During the first year of Maddie’s life we spent close to two months in the hospital. At different times, we were in the NICU, the cardiac ICU, on the neurology and cardiac inpatient floors, and we did an inpatient and outpatient stent for two different surgeries. Those days were some of the most challenging, confusing, exhausting days of my life. But we made it through, and we even managed to find moments of levity between the moments of stress and terror.
You learn the routine
We spent most our time at Cincinnati Children’s Hospital Medical Center (CCHMC). Like most hospitals, the doctors begin rounding early in the morning. CCHMC takes a multidisciplinary approach to care, and depending on your child’s condition, the team that rounds may have up to six clinicians or more. For instance, in the NICU each morning there was an attending physician, a nutritionist, a cardiologist, etc.
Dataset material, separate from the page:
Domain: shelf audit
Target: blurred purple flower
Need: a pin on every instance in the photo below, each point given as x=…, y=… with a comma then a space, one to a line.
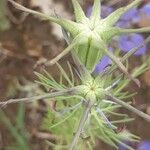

Most days we would know what time the team started rounding, but we would never know exactly when they were coming to see us. Although we were always eager to speak with the doctors, we quickly learned that the later in the morning the team stopped by (and the smaller the team), the less serious the patient’s condition. For instance, on our first day on the neurology floor after
Maddie’s seizures began, we had a huge team of doctors who showed up around 7:30 a.m. On the day we were discharged we only saw one physician, and he did not stop by until close to noon.